In 1992, Rose launched UptoDate after the publisher of his seminal book, “Clinical Physiology of Acid-Base and Electrolyte Disorders,” declined to make the work available by computer. Over time, the project broadened into a massive repository of clinical information for medical professionals boasts nearly 2 million users around the world, according to its website.
“For clinicians around the world, UpToDate is essentially Google for medicine, but smarter and based on evidence,” three of Rose’s colleagues wrote in an article published after Rose’s death on April 24 from Alzheimer’s disease complicated by COVID-19. He was 77.
One of those colleagues, Mark Zeidell, once dubbed Rose the “Steve Jobs of medicine.”
Rose was born in Brooklyn in 1942 and went to medical school at New York University, where he met his wife, Gloria, who was studying social work. After Rose served in the Navy for two years, the couple moved to Massachusetts, where they raised three children.
Known to his friends and colleagues as Bud, Rose was a regular at Shabbat services at Temple Beth Elohim in Wellesley, where Gloria once served as president.

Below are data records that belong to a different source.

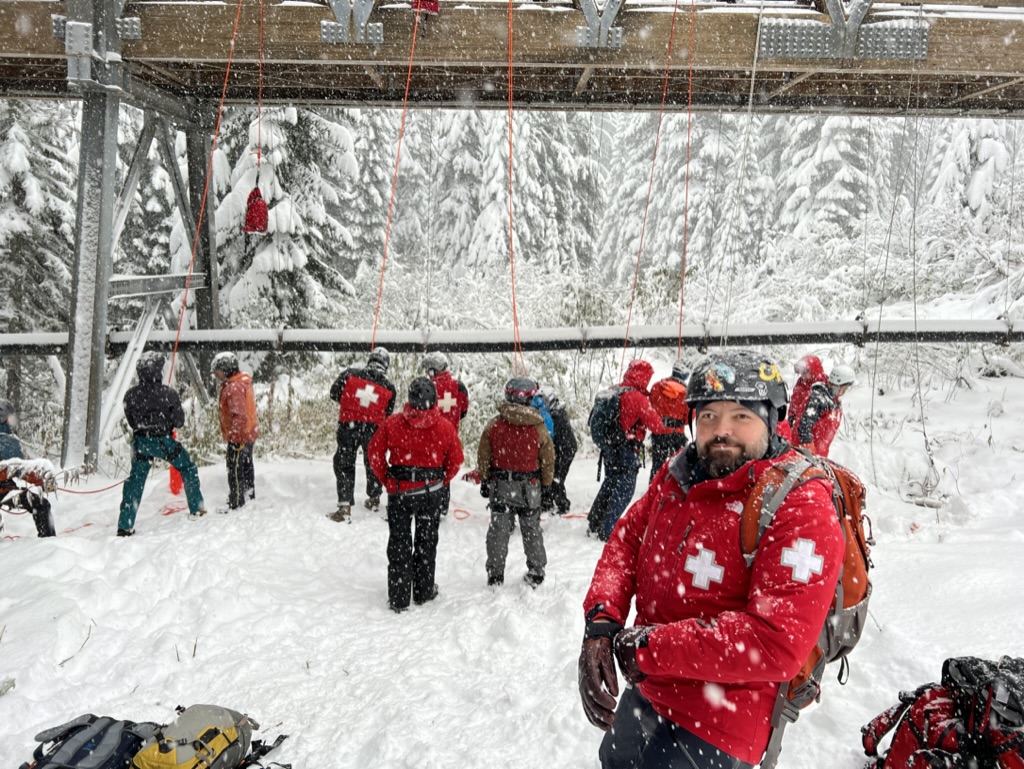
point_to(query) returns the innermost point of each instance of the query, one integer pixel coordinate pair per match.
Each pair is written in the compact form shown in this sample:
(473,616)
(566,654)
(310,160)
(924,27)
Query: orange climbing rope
(686,183)
(394,180)
(653,162)
(517,356)
(206,183)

Rabbi Joel Sisenwine recalled a poignant talk Rose shared with the congregation during Yom Kippur services one year, at a time when his dementia had just begun to set in.

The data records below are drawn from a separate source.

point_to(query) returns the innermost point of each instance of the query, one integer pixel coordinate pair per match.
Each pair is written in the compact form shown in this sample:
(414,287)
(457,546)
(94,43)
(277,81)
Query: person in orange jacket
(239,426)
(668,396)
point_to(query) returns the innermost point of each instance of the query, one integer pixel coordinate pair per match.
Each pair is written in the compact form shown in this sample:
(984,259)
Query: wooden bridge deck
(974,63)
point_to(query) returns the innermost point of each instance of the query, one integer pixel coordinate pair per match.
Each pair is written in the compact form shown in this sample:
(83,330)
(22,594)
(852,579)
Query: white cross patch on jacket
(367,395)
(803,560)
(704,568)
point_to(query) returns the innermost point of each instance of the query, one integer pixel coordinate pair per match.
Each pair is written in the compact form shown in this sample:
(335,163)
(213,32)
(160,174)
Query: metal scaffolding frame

Rose shared “what it meant to bravely face a life where he was losing his memory and ability to recall small things,” Sisenwine recalled in an email.
“Most importantly, he talked about his family and especially his wife,” Sisenwine write.
Rose is survived by his wife, Gloria, who was a partner in UpToDate before the business was sold in 2008; three children: Anne Moller, Emily Rose and Daniel Rose; a brother, Stephen Jay Rose; and five grandchildren.